The push to clean up ocean shipping has taken multiple pathways to success: electrifying very short routes, investing in cleaner fuels for cross-ocean trade, and electrifying port operations. The latter can make a big difference for those living near active ports, where port-related emissions can make up roughly a third of the city’s carbon footprint.

Cleaning up the industry offers substantial benefits, said Sommadossi, including cutting port emissions, improving the health of those living nearby, and, as green shipping networks grow and encompass a larger portion of everyday commerce, offering companies seeking to reduce their carbon footprint a chance at having a truly zero-emission supply chain.

Crossing the oceans on clean power

Electrification, as of yet, isn’t quite feasible for journeys across the Atlantic or Pacific; too much battery weight, not enough places to stop and charge. Many proposals look at shorter routes with the ability to charge or swap batteries more often. But the power needed to do so would be immense: Sommadossi estimates that electrifying the entire shipping industry would use as much power every year as the U.S. currently consumes.

For these journeys, new technology will need to be advanced and deployed, said Jesse Fahnestock, who leads decarbonization work at the Global Maritime Forum. The current vision involves creating sustainably produced liquid fuels, such as ammonia or methanol, and building out new infrastructure at ports, including fuel generation and storage.

No current corridors exist, but there are a number of pilot and demonstration projects in the works, with the Global Maritime Forum helping to coordinate developments in order to establish international standards for power ships. The forum already counts 62 separate projects across the globe trying to determine greener shipping systems, with 15 electric corridors and the rest utilizing different variations of cleaner fuel.

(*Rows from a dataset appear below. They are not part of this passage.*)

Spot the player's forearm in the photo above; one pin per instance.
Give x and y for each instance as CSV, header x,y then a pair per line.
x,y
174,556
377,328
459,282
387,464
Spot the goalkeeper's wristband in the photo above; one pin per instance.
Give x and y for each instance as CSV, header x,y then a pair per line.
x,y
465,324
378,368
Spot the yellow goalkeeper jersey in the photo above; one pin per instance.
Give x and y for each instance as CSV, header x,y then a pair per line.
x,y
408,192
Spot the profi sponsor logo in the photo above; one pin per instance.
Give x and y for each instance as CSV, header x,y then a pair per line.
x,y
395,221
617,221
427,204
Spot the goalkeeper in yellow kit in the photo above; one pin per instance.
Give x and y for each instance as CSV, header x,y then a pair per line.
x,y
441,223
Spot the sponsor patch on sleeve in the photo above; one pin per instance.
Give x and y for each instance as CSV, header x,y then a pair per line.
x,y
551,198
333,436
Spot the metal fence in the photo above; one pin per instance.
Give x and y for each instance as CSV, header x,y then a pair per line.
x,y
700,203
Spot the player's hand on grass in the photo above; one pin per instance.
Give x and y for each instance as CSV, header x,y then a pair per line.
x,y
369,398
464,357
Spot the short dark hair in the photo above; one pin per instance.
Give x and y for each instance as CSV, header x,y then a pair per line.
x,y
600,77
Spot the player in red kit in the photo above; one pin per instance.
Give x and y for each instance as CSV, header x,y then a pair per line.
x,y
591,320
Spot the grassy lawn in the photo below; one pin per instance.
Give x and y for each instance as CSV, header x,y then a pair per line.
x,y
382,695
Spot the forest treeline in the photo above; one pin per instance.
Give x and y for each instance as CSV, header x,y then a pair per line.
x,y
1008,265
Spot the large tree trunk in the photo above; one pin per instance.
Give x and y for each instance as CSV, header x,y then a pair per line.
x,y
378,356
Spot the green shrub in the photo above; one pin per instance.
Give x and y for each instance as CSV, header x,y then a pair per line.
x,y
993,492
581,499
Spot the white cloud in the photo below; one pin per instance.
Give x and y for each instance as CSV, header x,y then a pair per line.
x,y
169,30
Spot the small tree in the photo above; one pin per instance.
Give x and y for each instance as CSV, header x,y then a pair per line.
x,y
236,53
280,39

For many companies, the appeal of cutting out their ocean freight emissions is leverage that’s currently being used to fund the development of alternative fuels for longer ocean trips. The Zero Emission Maritime Buyers Alliance (ZEMBA), a global collective, gathers companies, including Amazon and Patagonia, to create what it calls tenders—requests for providing significantly reduced emission transit for their goods. Shipping companies bid on the routes and the winner gets new business; it’s a way of guaranteeing big shippers get compensated for their investments in cleaner fuels and ships.

Biofuels on the high seas

“The shipping industry is a complex and often overlooked, hard-to-abate sector that is only now starting to deploy zero and near-zero emission solutions,” said Ingrid Irigoyen, CEO of ZEMBA, which aims to accelerate the shift away from fossil fuels in the shipping industry. “This industry also faces the famous chicken and egg problem, referring to the idea that many cargo owners—the customers of the shipping industry—are hesitant to invest in newer, more expensive, more sustainable service offerings until low emission fuels and technologies reach scale and therefore significant cost reduction.”

ZEMBA remains fuel-agnostic, just as long as the fuel and technology (be it green methanol, ammonia, or methane) can attain a 90% greenhouse gas reduction rate.

Later this year, ZEMBA’s first tender will begin operating: Shipping line Hapag-Lloyd will service 20 freight buyers, including Meta, New Balance, Nike, and REI Co-op, shipping goods between Singapore and the port city of Rotterdam in the Netherlands on ships powered with waste-based biomethane, with an 80% reduction in carbon emissions. Irigoyen said there were challenges finding enough alternative fuel and figuring out the correct carbon accounting, but the launch is on track, and expects to abate 82,000 metric tons of CO2 over the next two years. ZEMBA is set to launch a second tender in 2027 that would focus more on hydrogen-based fuels.

Irigoyen’s vision is a shipping sector where any company has the ability to decarbonize all its shipping activities if it so chooses, all at a competitive rate. The companies in the alliance represent the first movers, and their investment will hopefully kick-start a market for scalable sustainability solutions, she said, adding, “I find that kind of leadership and long-term thinking quite moving and inspiring.”